First Minister to be asked to back abolition of 'not proven' verdict

Nicola Sturgeon

The First Minister is to be asked to back calls for the abolition of the not proven verdict.

Nicola Sturgeon will meet rape victim Miss M, who has campaigned for Scotland’s third verdict to be removed since her case against a man whom she accused of raping her was found not proven.

She subsequently succeeded in a civil case for damages which found Stephen Coxen to be a rapist on a balance of probabilities.

Speaking on BBC Radio Scotland’s Good Morning Scotland programme, Miss M said she wanted “to invest my time in something that would help other rape survivors and every rape survivor in Scotland”.
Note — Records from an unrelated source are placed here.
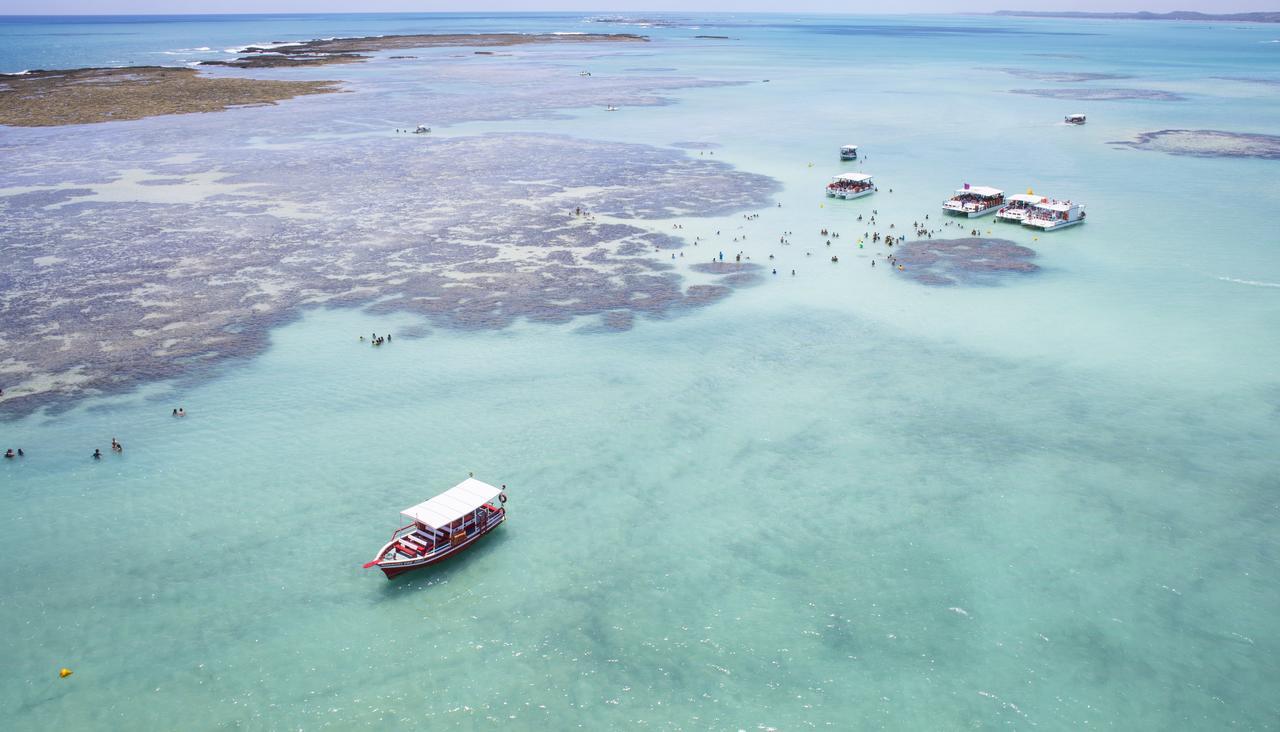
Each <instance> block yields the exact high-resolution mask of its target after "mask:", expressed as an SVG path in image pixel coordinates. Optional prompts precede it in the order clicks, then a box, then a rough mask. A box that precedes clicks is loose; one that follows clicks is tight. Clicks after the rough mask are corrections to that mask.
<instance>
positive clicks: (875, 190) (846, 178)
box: [827, 173, 876, 200]
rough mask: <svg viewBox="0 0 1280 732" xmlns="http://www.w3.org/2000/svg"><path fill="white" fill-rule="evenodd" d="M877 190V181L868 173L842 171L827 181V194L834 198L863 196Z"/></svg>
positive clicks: (850, 198)
mask: <svg viewBox="0 0 1280 732" xmlns="http://www.w3.org/2000/svg"><path fill="white" fill-rule="evenodd" d="M874 192H876V183H873V182H872V177H870V175H869V174H867V173H841V174H840V175H836V177H835V178H832V179H831V183H827V196H831V197H832V198H845V200H851V198H861V197H863V196H870V195H872V193H874Z"/></svg>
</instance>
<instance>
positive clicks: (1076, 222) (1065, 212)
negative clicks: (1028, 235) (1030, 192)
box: [1023, 201, 1084, 232]
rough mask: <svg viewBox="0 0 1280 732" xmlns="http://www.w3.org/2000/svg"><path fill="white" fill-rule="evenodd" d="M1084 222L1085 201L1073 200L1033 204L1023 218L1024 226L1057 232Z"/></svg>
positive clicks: (1057, 201) (1053, 201) (1037, 203)
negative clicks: (1084, 206)
mask: <svg viewBox="0 0 1280 732" xmlns="http://www.w3.org/2000/svg"><path fill="white" fill-rule="evenodd" d="M1083 223H1084V203H1075V202H1073V201H1041V202H1039V203H1036V205H1034V206H1032V209H1030V211H1028V212H1027V218H1025V219H1023V225H1024V227H1034V228H1037V229H1043V230H1046V232H1056V230H1057V229H1065V228H1068V227H1074V225H1076V224H1083Z"/></svg>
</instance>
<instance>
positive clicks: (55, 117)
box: [0, 67, 338, 127]
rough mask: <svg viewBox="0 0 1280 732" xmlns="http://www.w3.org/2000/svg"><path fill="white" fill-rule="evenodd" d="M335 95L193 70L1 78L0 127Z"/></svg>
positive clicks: (122, 117) (167, 113) (271, 102)
mask: <svg viewBox="0 0 1280 732" xmlns="http://www.w3.org/2000/svg"><path fill="white" fill-rule="evenodd" d="M334 91H338V82H303V81H273V79H232V78H215V77H206V76H202V74H200V73H198V72H196V70H195V69H187V68H174V67H129V68H123V69H70V70H59V72H44V70H41V72H28V73H26V74H4V76H0V124H9V125H13V127H55V125H59V124H90V123H95V122H113V120H125V119H142V118H146V116H156V115H161V114H189V113H197V111H220V110H224V109H228V107H233V106H247V105H264V104H275V102H278V101H280V100H285V99H293V97H296V96H302V95H312V93H328V92H334Z"/></svg>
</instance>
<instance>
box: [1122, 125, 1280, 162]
mask: <svg viewBox="0 0 1280 732" xmlns="http://www.w3.org/2000/svg"><path fill="white" fill-rule="evenodd" d="M1110 145H1114V146H1116V147H1132V148H1134V150H1153V151H1156V152H1166V154H1169V155H1187V156H1190V157H1257V159H1262V160H1280V136H1275V134H1258V133H1252V132H1226V131H1221V129H1160V131H1156V132H1143V133H1142V134H1139V136H1138V137H1137V138H1135V139H1121V141H1115V142H1111V143H1110Z"/></svg>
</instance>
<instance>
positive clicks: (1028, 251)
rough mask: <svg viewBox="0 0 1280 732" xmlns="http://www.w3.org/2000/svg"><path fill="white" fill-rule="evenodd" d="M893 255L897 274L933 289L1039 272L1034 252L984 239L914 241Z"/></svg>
mask: <svg viewBox="0 0 1280 732" xmlns="http://www.w3.org/2000/svg"><path fill="white" fill-rule="evenodd" d="M895 256H896V259H897V262H899V264H900V265H902V267H904V269H902V270H900V271H899V274H901V275H902V276H906V278H909V279H913V280H915V282H918V283H920V284H927V285H933V287H945V285H995V284H1000V283H1001V282H1004V279H1005V276H1007V275H1025V274H1033V273H1036V271H1038V270H1039V266H1038V265H1037V264H1036V262H1033V261H1032V260H1033V259H1034V257H1036V250H1032V248H1029V247H1024V246H1021V244H1018V243H1014V242H1010V241H1009V239H993V238H986V237H969V238H963V239H916V241H911V242H906V243H904V244H899V246H897V247H895Z"/></svg>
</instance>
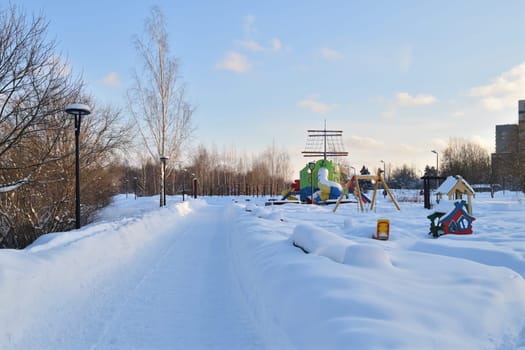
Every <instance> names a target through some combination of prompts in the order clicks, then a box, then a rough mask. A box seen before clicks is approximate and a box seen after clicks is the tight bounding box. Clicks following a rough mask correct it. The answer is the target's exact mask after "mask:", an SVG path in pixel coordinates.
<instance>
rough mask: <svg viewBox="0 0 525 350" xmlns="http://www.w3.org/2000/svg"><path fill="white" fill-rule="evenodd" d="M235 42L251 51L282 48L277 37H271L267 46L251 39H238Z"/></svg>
mask: <svg viewBox="0 0 525 350" xmlns="http://www.w3.org/2000/svg"><path fill="white" fill-rule="evenodd" d="M236 43H237V44H238V45H239V46H240V47H242V48H243V49H245V50H248V51H252V52H264V51H279V50H280V49H281V48H282V43H281V41H280V40H279V39H272V40H271V41H270V44H269V46H268V47H265V46H263V45H261V44H260V43H259V42H258V41H255V40H253V39H249V40H238V41H236Z"/></svg>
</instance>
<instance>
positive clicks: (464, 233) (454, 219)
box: [427, 200, 476, 238]
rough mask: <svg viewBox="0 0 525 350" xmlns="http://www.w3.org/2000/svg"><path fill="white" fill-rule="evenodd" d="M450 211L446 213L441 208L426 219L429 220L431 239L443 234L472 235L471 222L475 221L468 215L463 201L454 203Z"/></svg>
mask: <svg viewBox="0 0 525 350" xmlns="http://www.w3.org/2000/svg"><path fill="white" fill-rule="evenodd" d="M452 203H453V207H452V209H451V210H449V211H448V212H446V211H445V210H446V209H443V207H444V206H443V204H441V207H440V208H438V209H436V211H435V212H434V213H432V214H430V215H429V216H427V218H428V219H429V220H430V232H429V234H431V235H432V236H433V237H436V238H437V237H439V236H441V235H445V234H457V235H469V234H472V222H473V221H474V220H476V218H475V217H473V216H472V215H471V214H469V213H468V210H467V204H466V202H465V201H464V200H458V201H454V202H452Z"/></svg>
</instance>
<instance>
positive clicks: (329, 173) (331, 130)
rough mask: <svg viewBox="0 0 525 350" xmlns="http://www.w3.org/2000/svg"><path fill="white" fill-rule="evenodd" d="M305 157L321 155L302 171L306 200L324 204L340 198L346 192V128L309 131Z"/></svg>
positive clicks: (305, 150)
mask: <svg viewBox="0 0 525 350" xmlns="http://www.w3.org/2000/svg"><path fill="white" fill-rule="evenodd" d="M302 154H303V155H304V156H305V157H310V158H321V159H318V160H317V161H311V162H308V163H307V164H306V165H305V167H304V168H303V169H301V171H300V172H299V174H300V180H299V185H300V189H299V195H300V198H301V201H302V202H309V203H312V202H314V203H316V204H324V203H328V202H330V201H336V200H337V199H338V198H339V197H340V196H341V194H342V193H343V187H342V186H341V184H340V183H341V182H342V180H344V179H342V178H341V165H340V163H339V160H340V159H341V158H342V157H346V156H348V152H347V151H345V150H344V146H343V131H342V130H327V129H326V121H325V127H324V129H322V130H308V137H307V139H306V147H305V150H304V151H303V152H302Z"/></svg>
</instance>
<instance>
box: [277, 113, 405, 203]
mask: <svg viewBox="0 0 525 350" xmlns="http://www.w3.org/2000/svg"><path fill="white" fill-rule="evenodd" d="M302 154H303V155H304V156H305V157H316V158H321V159H318V160H316V161H310V162H308V163H307V164H306V165H305V166H304V168H303V169H301V171H300V172H299V174H300V177H299V179H298V180H295V182H294V183H293V184H292V187H291V188H290V189H289V190H288V191H285V192H284V193H283V198H281V200H271V201H269V202H267V205H270V204H285V203H312V204H336V206H335V208H334V211H335V210H337V207H338V206H339V205H340V204H341V203H359V206H360V208H361V211H364V210H365V205H369V206H370V209H373V206H374V202H375V199H376V195H377V190H378V188H379V185H380V184H381V185H382V187H383V188H384V191H385V192H386V193H388V195H389V196H390V198H391V200H392V202H393V203H394V205H395V206H396V208H397V209H398V210H399V205H398V204H397V202H396V200H395V198H394V196H393V195H392V193H391V191H390V189H389V188H388V186H387V184H386V182H385V180H384V179H383V176H382V174H381V172H382V171H381V169H378V171H377V174H376V175H353V176H350V175H349V174H347V173H344V172H342V167H341V163H340V159H341V158H343V157H346V156H348V152H347V151H345V150H344V146H343V131H342V130H327V129H326V121H325V126H324V129H322V130H308V137H307V139H306V147H305V150H304V151H303V152H302ZM360 180H361V181H369V182H371V183H373V184H374V189H373V195H372V199H369V198H368V197H367V196H366V195H365V194H364V193H363V191H362V190H361V188H360V186H359V181H360ZM343 183H345V185H344V187H343V186H342V185H341V184H343ZM297 197H299V198H297Z"/></svg>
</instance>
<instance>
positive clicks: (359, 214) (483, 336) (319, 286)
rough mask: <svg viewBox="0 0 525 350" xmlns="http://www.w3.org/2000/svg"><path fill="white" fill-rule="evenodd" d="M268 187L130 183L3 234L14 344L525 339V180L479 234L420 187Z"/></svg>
mask: <svg viewBox="0 0 525 350" xmlns="http://www.w3.org/2000/svg"><path fill="white" fill-rule="evenodd" d="M247 199H249V201H248V200H247ZM266 199H267V198H261V197H259V198H246V199H245V198H241V197H235V198H232V197H214V198H203V199H197V200H194V199H192V200H190V201H185V202H181V198H180V197H168V206H167V207H164V208H159V207H158V197H153V198H138V199H137V200H135V199H133V198H132V197H130V198H128V199H126V198H125V196H118V197H116V198H115V200H114V203H113V204H112V205H111V206H110V207H108V208H106V209H105V210H104V211H103V212H102V213H101V215H100V216H99V218H98V219H97V220H96V222H95V223H93V224H90V225H88V226H85V227H83V228H81V229H80V230H75V231H71V232H63V233H54V234H48V235H45V236H42V237H41V238H40V239H38V240H37V241H36V242H34V243H33V244H32V245H31V246H29V247H28V248H26V249H24V250H18V251H17V250H7V249H5V250H0V300H2V302H3V303H2V307H1V309H0V330H1V331H0V348H1V349H131V348H134V349H173V348H180V349H349V348H351V349H386V348H389V349H390V348H393V349H399V348H402V349H407V348H411V349H443V348H461V349H525V280H524V277H525V229H524V226H525V203H524V197H523V194H518V193H512V192H508V191H507V192H506V193H505V194H503V193H501V192H497V193H496V196H495V198H490V195H488V194H482V193H479V194H477V197H476V199H475V200H474V201H473V206H474V213H475V214H474V216H475V217H476V221H475V222H474V224H473V227H474V234H472V235H463V236H454V235H445V236H441V237H439V238H437V239H434V238H431V236H429V235H428V230H429V224H430V222H429V220H428V219H427V218H426V216H427V215H429V214H430V213H431V211H429V210H426V209H424V208H423V205H422V203H401V211H397V210H395V208H394V207H393V206H392V203H391V202H390V201H389V199H382V198H379V199H378V201H377V203H376V210H375V211H373V212H366V213H361V212H360V211H359V209H358V207H356V204H345V205H342V206H340V207H339V208H338V210H337V212H336V213H333V212H332V209H333V207H332V206H316V205H299V204H287V205H282V206H270V207H265V206H264V202H265V200H266ZM380 218H381V219H389V220H390V238H389V240H387V241H379V240H374V239H371V237H372V235H373V234H374V233H375V230H376V223H377V220H378V219H380ZM294 244H295V245H297V246H301V247H303V249H304V250H306V251H308V252H309V253H308V254H306V253H305V252H304V251H303V250H302V249H300V248H298V247H296V246H294Z"/></svg>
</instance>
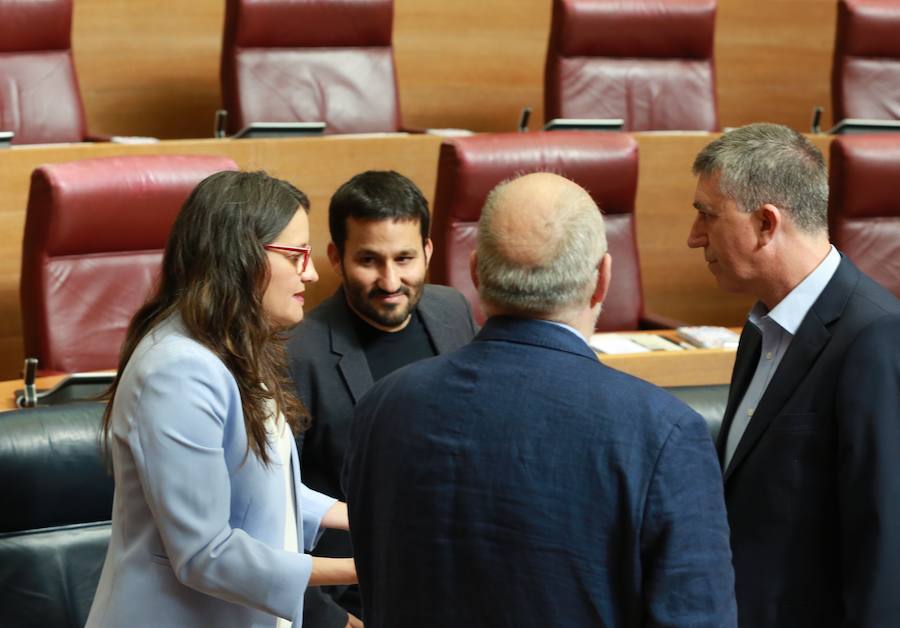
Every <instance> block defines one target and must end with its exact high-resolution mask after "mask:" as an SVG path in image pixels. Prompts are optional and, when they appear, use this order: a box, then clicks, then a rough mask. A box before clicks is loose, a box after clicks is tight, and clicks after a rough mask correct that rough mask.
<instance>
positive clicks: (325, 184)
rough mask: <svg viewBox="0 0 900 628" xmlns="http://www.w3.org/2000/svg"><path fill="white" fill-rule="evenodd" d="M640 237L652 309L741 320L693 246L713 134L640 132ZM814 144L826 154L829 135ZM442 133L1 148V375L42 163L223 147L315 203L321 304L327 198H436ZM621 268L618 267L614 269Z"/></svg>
mask: <svg viewBox="0 0 900 628" xmlns="http://www.w3.org/2000/svg"><path fill="white" fill-rule="evenodd" d="M636 137H637V140H638V144H639V150H640V174H639V183H638V193H637V236H638V248H639V250H640V253H641V272H642V275H643V284H644V295H645V298H646V301H647V304H648V306H649V308H650V309H652V310H654V311H656V312H658V313H660V314H665V315H668V316H672V317H675V318H679V319H681V320H684V321H685V322H688V323H694V324H700V323H705V324H715V325H728V326H735V325H740V324H742V322H743V319H744V316H745V314H746V312H747V310H748V309H749V307H750V299H749V298H748V297H746V296H740V295H728V294H724V293H722V292H721V291H720V290H719V289H718V288H717V287H716V285H715V282H714V281H713V279H712V276H711V275H710V274H709V272H708V271H707V269H706V265H705V264H704V263H703V260H702V255H701V253H699V252H698V251H692V250H690V249H688V248H687V245H686V240H687V233H688V230H689V229H690V224H691V221H692V220H693V215H694V210H693V209H692V208H691V202H692V201H693V194H694V186H695V181H694V178H693V176H692V175H691V171H690V168H691V163H692V162H693V159H694V156H695V155H696V154H697V152H698V151H699V150H700V149H701V148H703V146H704V145H705V144H706V143H707V142H709V141H711V140H712V139H713V138H714V137H716V136H715V135H709V134H705V133H686V134H668V133H639V134H636ZM813 141H814V142H815V143H816V144H817V145H818V146H819V147H820V148H821V149H822V150H823V151H825V152H826V154H827V146H828V142H829V141H830V139H829V138H828V137H826V136H820V137H816V138H813ZM439 145H440V139H439V138H436V137H432V136H425V135H418V136H416V135H413V136H362V137H355V136H343V137H326V138H306V139H284V140H175V141H166V142H161V143H159V144H156V145H147V146H118V145H113V144H70V145H57V146H45V147H14V148H12V149H10V150H6V151H0V230H2V233H3V234H5V236H6V237H5V238H3V239H2V240H0V379H8V378H13V377H15V376H17V374H18V373H19V371H20V369H21V366H22V358H23V357H24V356H23V350H22V327H21V322H20V315H19V269H20V262H21V254H22V253H21V250H22V246H21V245H22V231H23V227H24V219H25V206H26V202H27V198H28V186H29V180H30V176H31V172H32V170H33V169H34V168H36V167H37V166H39V165H41V164H44V163H56V162H62V161H71V160H75V159H86V158H90V157H103V156H110V155H126V154H221V155H227V156H229V157H231V158H232V159H234V160H235V161H236V162H237V163H238V165H239V166H240V167H241V168H243V169H265V170H268V171H269V172H270V173H271V174H273V175H275V176H278V177H282V178H285V179H288V180H290V181H291V182H293V183H295V184H296V185H298V186H299V187H300V188H301V189H302V190H304V191H305V192H306V193H307V194H308V195H309V197H310V200H311V201H312V206H313V211H312V214H311V217H310V223H311V231H312V234H311V238H312V243H313V246H314V247H315V248H316V252H315V255H314V260H315V263H316V265H317V268H318V270H319V274H320V276H321V279H320V281H319V283H318V284H316V285H315V286H314V287H312V288H311V289H310V293H309V299H308V301H307V302H308V305H309V307H313V306H315V304H317V303H318V302H319V301H320V300H321V299H322V298H323V297H324V296H326V295H328V294H330V293H331V292H332V291H333V290H334V289H335V287H336V286H337V278H336V277H335V275H334V273H333V272H332V270H331V269H330V268H329V266H328V262H327V259H326V256H325V244H326V243H327V242H328V221H327V208H328V200H329V199H330V197H331V194H332V193H333V192H334V190H336V189H337V187H338V186H339V185H340V184H341V183H343V182H344V181H346V180H347V179H349V178H350V177H351V176H353V175H354V174H357V173H358V172H362V171H363V170H367V169H371V168H380V169H384V168H393V169H395V170H398V171H399V172H402V173H404V174H406V175H407V176H409V177H410V178H411V179H413V180H414V181H415V182H416V183H417V184H418V185H419V186H420V187H421V188H422V190H423V192H424V193H425V195H426V197H427V198H428V199H429V202H431V201H432V200H433V198H434V187H435V179H436V171H437V156H438V147H439ZM613 268H614V269H615V266H613Z"/></svg>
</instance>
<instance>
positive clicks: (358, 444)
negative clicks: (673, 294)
mask: <svg viewBox="0 0 900 628" xmlns="http://www.w3.org/2000/svg"><path fill="white" fill-rule="evenodd" d="M472 264H473V278H474V279H475V282H476V284H477V285H478V287H479V293H480V296H481V302H482V305H483V307H484V309H485V313H486V314H488V316H489V319H488V322H487V323H486V325H485V327H484V328H483V329H482V330H481V332H480V333H479V334H478V336H476V338H475V340H474V341H473V342H472V343H470V344H468V345H466V346H465V347H463V348H461V349H459V350H458V351H455V352H452V353H449V354H445V355H442V356H439V357H436V358H433V359H429V360H424V361H422V362H419V363H417V364H416V365H415V367H414V368H405V369H401V370H399V371H396V372H395V373H393V374H391V375H390V376H388V377H386V378H384V379H383V380H381V381H380V382H378V383H377V384H376V385H375V386H374V387H373V388H372V389H371V390H370V391H369V392H368V393H367V394H366V395H365V396H364V397H363V399H362V400H360V402H359V403H358V404H357V407H356V412H355V416H354V423H353V427H352V430H351V440H350V447H349V449H348V452H347V458H346V463H345V467H344V482H345V488H346V490H347V496H348V502H349V509H350V516H351V534H352V538H353V546H354V550H355V560H356V564H357V570H358V574H359V579H360V590H361V592H362V598H363V608H364V609H365V613H366V625H367V626H369V627H370V628H387V627H390V628H407V627H413V626H415V627H419V626H429V627H437V628H442V627H446V628H460V627H465V628H479V627H484V628H496V627H497V626H519V627H521V626H535V627H541V628H545V627H547V626H579V627H580V626H620V627H627V626H655V625H666V626H688V625H690V626H697V627H699V626H709V627H715V628H723V627H728V626H733V625H735V621H736V617H735V605H734V592H733V588H732V586H733V573H732V567H731V561H730V559H731V556H730V552H729V549H728V529H727V525H726V520H725V510H724V503H723V498H722V487H721V482H720V479H719V470H718V465H717V464H716V459H715V452H714V449H713V445H712V442H711V441H710V439H709V435H708V432H707V429H706V424H705V423H704V421H703V419H702V418H701V417H700V416H699V415H697V414H696V413H694V412H693V411H692V410H690V409H689V408H688V407H687V406H685V405H683V404H682V403H681V402H679V401H678V400H676V399H675V398H674V397H672V396H670V395H668V394H667V393H665V392H663V391H661V390H660V389H658V388H656V387H654V386H652V385H650V384H648V383H646V382H643V381H641V380H638V379H635V378H633V377H631V376H628V375H625V374H623V373H620V372H618V371H615V370H612V369H610V368H608V367H606V366H604V365H603V364H602V363H600V362H599V361H598V360H597V357H596V355H595V354H594V352H593V351H592V350H591V348H590V346H589V345H588V343H587V340H586V338H587V337H588V336H589V335H590V334H591V332H592V330H593V328H594V323H595V322H596V318H597V315H598V314H599V311H600V304H601V302H602V301H603V298H604V296H605V294H606V290H607V287H608V285H609V278H610V265H611V262H610V257H609V255H607V254H606V238H605V233H604V226H603V219H602V216H601V214H600V212H599V211H598V209H597V206H596V205H595V204H594V202H593V201H592V200H591V198H590V196H589V195H588V194H587V192H585V191H584V190H583V189H582V188H580V187H578V186H577V185H576V184H574V183H572V182H571V181H568V180H566V179H563V178H562V177H558V176H556V175H552V174H546V173H535V174H530V175H526V176H524V177H522V178H519V179H516V180H513V181H512V182H509V183H505V184H501V185H500V186H498V188H497V189H495V190H494V191H493V192H492V193H491V194H490V196H489V197H488V199H487V201H486V203H485V207H484V209H483V211H482V215H481V220H480V223H479V230H478V243H477V249H476V252H475V254H474V255H473V258H472Z"/></svg>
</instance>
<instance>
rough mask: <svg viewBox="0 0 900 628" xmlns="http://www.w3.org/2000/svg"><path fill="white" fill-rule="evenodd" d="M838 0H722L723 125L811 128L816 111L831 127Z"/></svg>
mask: <svg viewBox="0 0 900 628" xmlns="http://www.w3.org/2000/svg"><path fill="white" fill-rule="evenodd" d="M836 23H837V2H836V1H835V0H755V1H754V2H749V1H748V0H719V9H718V16H717V21H716V49H715V50H716V69H717V75H718V94H719V110H720V112H721V122H722V125H723V126H741V125H743V124H748V123H750V122H778V123H781V124H787V125H788V126H791V127H793V128H795V129H797V130H798V131H801V132H808V131H809V130H810V123H811V120H812V110H813V107H815V106H816V105H821V106H823V107H825V116H824V117H823V120H822V127H823V128H829V127H830V126H831V57H832V54H833V50H834V32H835V26H836Z"/></svg>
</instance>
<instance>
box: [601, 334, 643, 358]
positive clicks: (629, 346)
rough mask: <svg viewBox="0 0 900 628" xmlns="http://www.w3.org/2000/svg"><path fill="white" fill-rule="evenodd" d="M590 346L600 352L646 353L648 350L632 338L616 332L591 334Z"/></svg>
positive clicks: (613, 353)
mask: <svg viewBox="0 0 900 628" xmlns="http://www.w3.org/2000/svg"><path fill="white" fill-rule="evenodd" d="M591 347H593V348H594V350H595V351H599V352H600V353H611V354H616V353H646V352H648V351H650V349H648V348H647V347H643V346H641V345H639V344H638V343H636V342H634V341H633V340H629V339H628V338H625V337H623V336H620V335H618V334H594V335H593V336H591Z"/></svg>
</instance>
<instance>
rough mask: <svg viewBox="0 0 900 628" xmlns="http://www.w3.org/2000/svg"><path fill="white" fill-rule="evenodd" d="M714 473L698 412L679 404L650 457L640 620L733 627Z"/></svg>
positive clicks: (642, 547) (721, 508)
“A not proven verdict doesn’t feel like an end - you’ve been through this process for maybe two years, three years, and at the end of this process you expect it to be the end,” she said.

“But really it isn’t over for us. Some people say it is never going to be an ending with a not proven verdict.”

QCs previously told Scottish Legal News that there is no basis for the belief that abolishing the not proven verdict will lead to more people being found guilty of rape and could, in fact, result in “rogue convictions”.

Separately, an academic warned that removing the not proven verdict from the law as it stands will increase the likelihood of miscarriages of justice.